I would say "My brain hurts after reading that" but I think that the grey matter only perceived the "WHOOSH" as it went over my head. Leucosticte (talk) 01:09, 20 January 2014 (EST)
Utilitarian calculation is even more mythical than socialistic calculation. Kant is the original deontologist. Deontology is necessarily duty, for that is what the root means. Can you cite for me a single branch of deontology that does not appeal to duty, lol? How does coming to the same conclusion as utilitarian calculation remove duty from deontology?
"Utilitarian calculation is even more mythical than socialistic calculation." They're about the same. How do you define duty? I'm using it in the sense of doing something out of an obligation to something other than your own self-interest. If you could make the mythical "perfect" utilitarian calculation of what particular actions are in your own best interests, those acts would not be a duty. Nathan's and my view of deontology is that it - if done correctly - arrives at the conclusion that perfect calculation would if it wasn't mythical, and so the actions it prescribes are not duties. Whatever the derivation of the word, conceptually it is only seen as prescribing duties because almost all deontological frameworks prescribe actions that are, at worst, opposed to your best interests, or at best are opposed to what your best interests appear to be when looking at a short time horizon.
@Adrian, I think our disconnect is in the precise definition of deontology. Rand's ethics are essentially deontological (despite her protestations against it) with value as one of the inputs. This is, in my view, enough to eliminate the notion of duty from deontology. Other deontologies, such as those of Kant and religious ethics, do take individual value out of the mix entirely. If you want to say that doing so, retaining duty, is essential to deontology, then fine, I accept your (and her) rejection of the term, but then we need a term for a prescriptive a-priori ethics sans duty. Maybe there is one, I'm not sure.
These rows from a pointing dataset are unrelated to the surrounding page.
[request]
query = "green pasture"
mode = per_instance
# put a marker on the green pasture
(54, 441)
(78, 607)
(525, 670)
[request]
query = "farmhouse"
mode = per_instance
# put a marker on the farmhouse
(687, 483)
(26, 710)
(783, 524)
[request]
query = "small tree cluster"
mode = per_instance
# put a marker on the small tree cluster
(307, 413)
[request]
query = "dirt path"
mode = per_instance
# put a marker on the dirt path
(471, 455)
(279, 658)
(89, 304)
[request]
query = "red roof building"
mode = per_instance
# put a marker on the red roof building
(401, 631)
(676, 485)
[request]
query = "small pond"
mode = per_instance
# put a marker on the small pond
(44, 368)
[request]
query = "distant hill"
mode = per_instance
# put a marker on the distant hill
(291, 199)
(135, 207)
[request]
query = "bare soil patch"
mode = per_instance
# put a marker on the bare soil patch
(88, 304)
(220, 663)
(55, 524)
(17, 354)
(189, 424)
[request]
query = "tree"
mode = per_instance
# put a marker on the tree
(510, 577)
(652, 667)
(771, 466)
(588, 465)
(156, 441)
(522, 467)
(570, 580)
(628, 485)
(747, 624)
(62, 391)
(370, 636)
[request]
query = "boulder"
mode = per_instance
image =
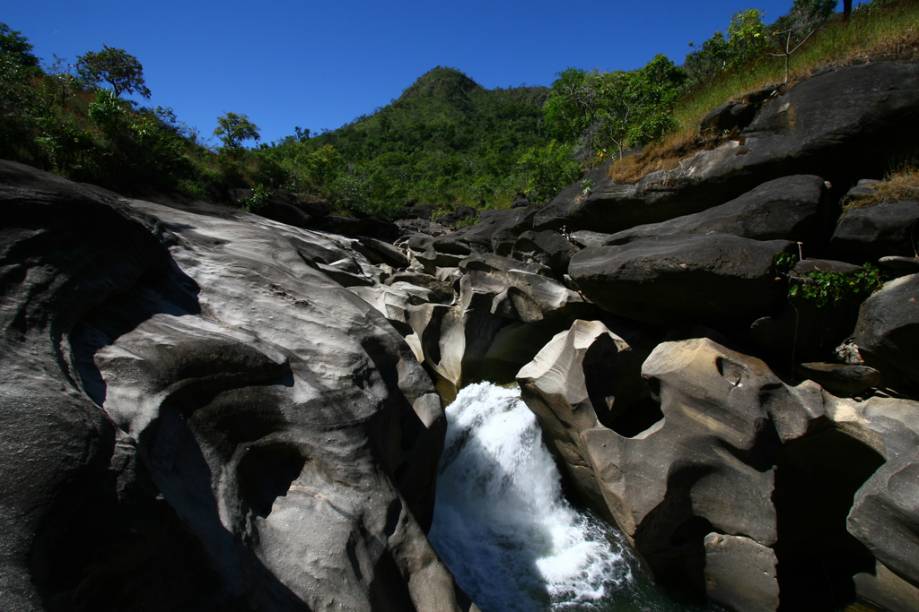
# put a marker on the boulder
(841, 379)
(497, 230)
(549, 248)
(715, 278)
(735, 115)
(866, 233)
(887, 332)
(277, 442)
(705, 466)
(585, 376)
(504, 312)
(885, 509)
(788, 208)
(899, 266)
(840, 123)
(740, 574)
Is objectivism the only example?
I agree about the evil of duty, and I agree that consequentialist calculation is impossible. Rand's "the moral is the practical" says that moral conclusions will be what consequentialist calculation would arrive at if we could evaluate the infinite number of facts, interactions. and relationships, including those created in the future by free will. Obviously that is impossible, which is why any realistic approach to consequentialism does indeed open the door to (nearly) any arbitrary conclusion. The alternative, then, that one should do the moral thing, even if it *appears* to be the less practical thing, seems to me to be a basically deontological approach.